The Six Constants Of Markets – Caveat Emptor

It can be very hard for ordinary investors to separate fact from hype.
— U.S. Department of Labor, warning against investing in cryptocurrency in 401(k) plans

1) Greed, 2) Grift, 3) Hype, 4) Enabling Delusions,  5) Overshoot, and 6) Shattered Dreams

h/t: The Polish Rifle

Don’t think even the great, but duped Tom Brady can bring this one back.  The Fed, alone, began the extraction of over $1 trillion of liquidity from the economy over the next 18 months on Wednesday.  We suspect not crypto positive.  

Bitcoin is down 50 percent since the onslaught of the Super Bowl commercials trying to sucker in a new pool of greater fools.  One helluva store of value currency. 

The Super Bowl commercials were clearly a signal that marked the top of dot.com mania, which crashed a few months later in March.

Fast forward to the 2022 Super Bowl. – GMM,  February 12, 2022

The Crypto Craze will go down as The GOAT of delusional financial bubbles.  We are open to be proved wrong but doubt it.  

Matt Damon, where are you?   It was sad to see the super principled Steph Curry caught up hyping the sector.  Where are the Lakers going to play next year? 

One Last Thing

The creation of what was once a $3 trillion speculative asset class, created out of thin air, fueled by free money and delusuions with absolutely zero productive capacity, helped feed the inflation we now all experience.  The crypto crash does take some marginal pressure off monetary policy, however. 

The Crypto vs Dot.com Super Bowl

Originally Posted on by macromon

#CKStrong

Remember the 2000 Super Bowl at the peak of the dot.com mania, where newly minted dot.com companies spent most of their entire IPO proceeds to buy Super Bowl commercials to generate “eyeballs” to their websites to drive their stock price higher?  

Super Bowl XXXIV (played in January 2000) featured 14 advertisements from 14 different dot-com companies, each of which paid an average of $2.2 million per spot.[1][note 1] In addition, five companies that were founded before the dot-com bubble also ran tech-related ads, and 2 before game ads, for a total of 21 different dot-com ads. These ads amounted to nearly 20 percent of the 61 spots available,[1] and $44 million in advertising. In addition to ads which ran during the game, several companies also purchased pre-game ads, most of which are lesser known. All of the publicly held companies which advertised saw their stocks slump after the game as the dot-com bubble began to rapidly deflate.  

The sheer amount of dot-com-related ads was so unusual that Super Bowl XXXIV has been widely been referred to as the “Dot-Com Super Bowl”, and it is often used as a high-water mark for the dot-com bubble. Of these companies, 4 are still active, 5 were bought by other companies, and the remaining 5 are defunct or of unknown status.[when?] – Wikipedia

The Super Bowl commercials were clearly a signal that marked the top of dot.com mania, which crashed a few months later in March.  

Fast forward to the 2022 Super Bowl. 

Cryptocurrency’s biggest boosters would do well to remember tech’s most infamous sock puppet. The year was 2000; it was what would later be known as the “Dot-Com Super Bowl,” an NFL face-off during which tech companies bought up some 20 percent of the advertising real estate during the Big Game.
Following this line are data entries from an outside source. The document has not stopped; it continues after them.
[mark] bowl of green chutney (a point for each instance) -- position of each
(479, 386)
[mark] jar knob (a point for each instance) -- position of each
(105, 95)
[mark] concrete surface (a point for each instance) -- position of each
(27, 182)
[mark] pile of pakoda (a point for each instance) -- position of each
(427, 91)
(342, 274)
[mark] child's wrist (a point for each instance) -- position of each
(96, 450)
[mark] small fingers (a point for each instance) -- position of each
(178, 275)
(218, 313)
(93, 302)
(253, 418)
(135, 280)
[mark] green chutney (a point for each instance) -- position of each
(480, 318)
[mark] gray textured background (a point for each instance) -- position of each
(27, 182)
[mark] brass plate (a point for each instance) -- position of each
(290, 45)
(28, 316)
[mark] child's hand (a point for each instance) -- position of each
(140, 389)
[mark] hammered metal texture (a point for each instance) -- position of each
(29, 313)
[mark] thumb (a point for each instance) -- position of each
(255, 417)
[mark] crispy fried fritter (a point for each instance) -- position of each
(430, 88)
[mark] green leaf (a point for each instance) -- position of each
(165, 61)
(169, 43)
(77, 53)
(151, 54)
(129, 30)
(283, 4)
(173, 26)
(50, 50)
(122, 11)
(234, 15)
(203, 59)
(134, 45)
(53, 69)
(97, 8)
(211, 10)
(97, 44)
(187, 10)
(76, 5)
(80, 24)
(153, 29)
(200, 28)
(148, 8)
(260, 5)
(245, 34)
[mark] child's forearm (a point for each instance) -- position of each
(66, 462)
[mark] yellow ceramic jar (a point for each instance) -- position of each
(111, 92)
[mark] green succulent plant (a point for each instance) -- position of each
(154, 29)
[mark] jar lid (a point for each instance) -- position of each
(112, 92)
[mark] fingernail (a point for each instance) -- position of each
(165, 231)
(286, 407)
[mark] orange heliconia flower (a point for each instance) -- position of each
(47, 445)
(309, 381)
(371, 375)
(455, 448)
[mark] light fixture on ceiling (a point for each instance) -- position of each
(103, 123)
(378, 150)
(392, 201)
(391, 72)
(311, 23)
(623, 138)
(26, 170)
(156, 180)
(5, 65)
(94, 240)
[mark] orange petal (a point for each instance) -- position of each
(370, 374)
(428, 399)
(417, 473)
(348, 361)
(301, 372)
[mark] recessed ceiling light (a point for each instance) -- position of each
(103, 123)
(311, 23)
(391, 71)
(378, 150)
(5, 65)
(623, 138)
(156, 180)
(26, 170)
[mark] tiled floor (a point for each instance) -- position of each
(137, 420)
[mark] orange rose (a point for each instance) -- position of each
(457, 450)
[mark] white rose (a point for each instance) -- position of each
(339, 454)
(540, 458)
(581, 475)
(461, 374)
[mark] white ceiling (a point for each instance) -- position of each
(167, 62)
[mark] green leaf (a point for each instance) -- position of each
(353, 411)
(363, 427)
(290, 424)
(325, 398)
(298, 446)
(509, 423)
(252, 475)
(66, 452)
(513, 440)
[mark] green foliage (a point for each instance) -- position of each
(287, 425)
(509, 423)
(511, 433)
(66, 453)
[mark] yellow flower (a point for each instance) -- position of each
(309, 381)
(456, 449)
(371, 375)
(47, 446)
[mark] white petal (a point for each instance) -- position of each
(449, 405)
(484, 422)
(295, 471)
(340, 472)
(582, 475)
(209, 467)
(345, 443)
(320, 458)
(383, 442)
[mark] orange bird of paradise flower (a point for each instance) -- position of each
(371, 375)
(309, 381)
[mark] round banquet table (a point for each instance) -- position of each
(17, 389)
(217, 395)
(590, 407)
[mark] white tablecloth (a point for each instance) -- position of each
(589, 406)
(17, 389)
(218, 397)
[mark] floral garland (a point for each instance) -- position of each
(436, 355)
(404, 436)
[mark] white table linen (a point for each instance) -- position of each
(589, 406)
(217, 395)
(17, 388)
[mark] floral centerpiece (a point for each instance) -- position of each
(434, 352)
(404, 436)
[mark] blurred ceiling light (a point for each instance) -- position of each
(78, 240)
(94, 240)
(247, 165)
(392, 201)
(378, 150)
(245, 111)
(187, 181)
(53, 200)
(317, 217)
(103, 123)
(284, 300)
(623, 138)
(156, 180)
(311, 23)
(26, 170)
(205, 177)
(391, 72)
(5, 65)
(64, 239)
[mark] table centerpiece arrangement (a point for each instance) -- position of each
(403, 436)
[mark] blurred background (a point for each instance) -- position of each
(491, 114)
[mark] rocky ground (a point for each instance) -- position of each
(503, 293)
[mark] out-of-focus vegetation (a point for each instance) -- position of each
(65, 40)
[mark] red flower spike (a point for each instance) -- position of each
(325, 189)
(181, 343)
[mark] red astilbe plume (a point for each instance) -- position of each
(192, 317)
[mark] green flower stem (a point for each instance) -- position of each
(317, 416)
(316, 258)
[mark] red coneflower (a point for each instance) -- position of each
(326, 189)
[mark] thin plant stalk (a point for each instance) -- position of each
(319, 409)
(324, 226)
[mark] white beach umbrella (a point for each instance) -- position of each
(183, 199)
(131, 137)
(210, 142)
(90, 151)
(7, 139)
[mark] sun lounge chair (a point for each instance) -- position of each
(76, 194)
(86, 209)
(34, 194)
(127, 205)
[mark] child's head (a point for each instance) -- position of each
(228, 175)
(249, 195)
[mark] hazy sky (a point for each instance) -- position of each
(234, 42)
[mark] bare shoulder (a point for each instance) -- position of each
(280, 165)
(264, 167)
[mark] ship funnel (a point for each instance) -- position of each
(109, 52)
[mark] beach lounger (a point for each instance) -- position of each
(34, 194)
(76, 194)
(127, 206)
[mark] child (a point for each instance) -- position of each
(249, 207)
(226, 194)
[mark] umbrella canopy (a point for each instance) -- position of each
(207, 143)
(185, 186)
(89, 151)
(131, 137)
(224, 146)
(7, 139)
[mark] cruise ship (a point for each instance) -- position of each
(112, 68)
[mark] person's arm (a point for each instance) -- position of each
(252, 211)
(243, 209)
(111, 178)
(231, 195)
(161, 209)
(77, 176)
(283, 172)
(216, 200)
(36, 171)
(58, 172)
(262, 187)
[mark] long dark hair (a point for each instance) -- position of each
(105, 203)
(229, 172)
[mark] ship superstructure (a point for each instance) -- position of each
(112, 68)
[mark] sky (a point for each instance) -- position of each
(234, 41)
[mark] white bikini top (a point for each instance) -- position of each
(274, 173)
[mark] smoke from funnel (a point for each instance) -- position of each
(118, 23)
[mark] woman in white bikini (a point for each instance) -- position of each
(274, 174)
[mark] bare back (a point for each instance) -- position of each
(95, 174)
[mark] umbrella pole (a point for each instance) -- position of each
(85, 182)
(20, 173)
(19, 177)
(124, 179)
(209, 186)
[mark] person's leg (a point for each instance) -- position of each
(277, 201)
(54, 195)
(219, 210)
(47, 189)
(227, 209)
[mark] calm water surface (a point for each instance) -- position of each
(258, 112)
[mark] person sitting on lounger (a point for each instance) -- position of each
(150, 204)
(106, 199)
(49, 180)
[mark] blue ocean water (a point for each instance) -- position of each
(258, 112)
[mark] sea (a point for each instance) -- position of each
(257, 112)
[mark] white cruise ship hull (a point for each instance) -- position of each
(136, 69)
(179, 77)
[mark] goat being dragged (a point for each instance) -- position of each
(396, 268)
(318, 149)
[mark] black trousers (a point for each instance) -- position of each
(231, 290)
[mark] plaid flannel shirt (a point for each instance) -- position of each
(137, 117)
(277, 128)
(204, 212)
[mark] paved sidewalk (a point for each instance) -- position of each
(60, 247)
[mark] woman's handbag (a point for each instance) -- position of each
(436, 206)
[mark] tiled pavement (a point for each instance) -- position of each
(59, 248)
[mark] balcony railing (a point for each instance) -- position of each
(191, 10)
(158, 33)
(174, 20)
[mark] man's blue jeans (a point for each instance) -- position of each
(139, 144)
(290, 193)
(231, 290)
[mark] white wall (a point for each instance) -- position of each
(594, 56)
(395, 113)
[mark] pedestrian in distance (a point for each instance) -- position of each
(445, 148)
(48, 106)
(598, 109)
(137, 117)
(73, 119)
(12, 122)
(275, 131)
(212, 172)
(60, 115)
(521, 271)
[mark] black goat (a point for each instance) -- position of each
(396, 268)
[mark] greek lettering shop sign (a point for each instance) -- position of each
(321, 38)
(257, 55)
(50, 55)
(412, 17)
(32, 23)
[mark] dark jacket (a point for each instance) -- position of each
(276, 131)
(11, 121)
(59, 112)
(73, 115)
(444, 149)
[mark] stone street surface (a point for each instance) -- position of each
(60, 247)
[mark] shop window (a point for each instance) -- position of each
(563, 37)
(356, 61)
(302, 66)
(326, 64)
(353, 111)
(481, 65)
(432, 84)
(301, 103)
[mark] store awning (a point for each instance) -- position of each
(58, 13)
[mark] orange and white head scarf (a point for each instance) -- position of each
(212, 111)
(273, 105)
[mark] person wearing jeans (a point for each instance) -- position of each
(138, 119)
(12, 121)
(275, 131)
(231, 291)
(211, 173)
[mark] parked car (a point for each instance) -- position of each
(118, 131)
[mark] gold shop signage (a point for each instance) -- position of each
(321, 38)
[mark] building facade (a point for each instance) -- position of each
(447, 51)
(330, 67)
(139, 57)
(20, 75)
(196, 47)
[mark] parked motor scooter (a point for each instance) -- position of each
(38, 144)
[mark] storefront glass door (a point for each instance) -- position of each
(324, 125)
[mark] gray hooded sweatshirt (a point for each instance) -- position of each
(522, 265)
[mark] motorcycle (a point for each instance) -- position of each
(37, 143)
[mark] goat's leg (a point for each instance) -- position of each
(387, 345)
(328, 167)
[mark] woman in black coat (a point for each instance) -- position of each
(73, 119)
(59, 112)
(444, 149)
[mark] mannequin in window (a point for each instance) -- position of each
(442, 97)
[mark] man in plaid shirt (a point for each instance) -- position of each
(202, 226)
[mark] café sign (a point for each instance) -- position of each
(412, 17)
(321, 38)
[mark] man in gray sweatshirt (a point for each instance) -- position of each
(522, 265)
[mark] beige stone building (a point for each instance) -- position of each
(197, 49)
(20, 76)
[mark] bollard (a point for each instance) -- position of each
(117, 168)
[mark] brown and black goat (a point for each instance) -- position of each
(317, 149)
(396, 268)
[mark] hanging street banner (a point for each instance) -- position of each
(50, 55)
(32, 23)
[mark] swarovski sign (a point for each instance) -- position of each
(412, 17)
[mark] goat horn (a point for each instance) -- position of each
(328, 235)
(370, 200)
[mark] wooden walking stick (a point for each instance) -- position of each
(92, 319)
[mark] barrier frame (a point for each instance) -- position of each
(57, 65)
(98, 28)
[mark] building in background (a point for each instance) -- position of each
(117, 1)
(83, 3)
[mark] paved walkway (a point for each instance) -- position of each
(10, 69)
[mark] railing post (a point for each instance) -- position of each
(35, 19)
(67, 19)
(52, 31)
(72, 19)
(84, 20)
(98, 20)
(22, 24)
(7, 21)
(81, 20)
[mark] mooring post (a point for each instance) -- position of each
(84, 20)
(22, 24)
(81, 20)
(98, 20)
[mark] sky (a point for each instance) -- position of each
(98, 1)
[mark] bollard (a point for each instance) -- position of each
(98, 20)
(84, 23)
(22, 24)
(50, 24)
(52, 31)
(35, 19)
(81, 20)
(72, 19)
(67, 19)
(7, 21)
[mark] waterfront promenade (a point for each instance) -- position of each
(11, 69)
A few years later, many of the companies that bought those ads were defunct or swallowed up by other firms—including Pets.com, which had run a commercial featuring a singing puppet made from a sock.

This warning comes not because crypto companies are looking to turn stockings into mascots (at least, not that we know of), but because they are currently pumping millions of dollars into buying up ad space during Super Bowl LVI. Crypto.com, which has been flooding the market with its Matt Damon-starring commercials lately, has a big spot running; cryptocurrency exchange FTX plans to give away bitcoin during its Super Bowl spot. Coinbase is also reportedly running an ad. The companies are playing coy about who will appear in them. Regardless, the message seems to be that crypto is hot and everyone should get on board. But as multiplearticleshave pointed out in the past week, the Crypto Bowl has echoes of those ill-fated tech-company ads of the past. – Wired

The dot.coms needed more eyeballs and the ads were generated to lure in more  “greater fools” to keep buying their worthless stocks to remain viable.  Ditto for crypto. 

We don’t know how this all ends but know thy history, folks.   Just sayin’.

The winner of the 2000 Super Bowl?  The Rams, gulp!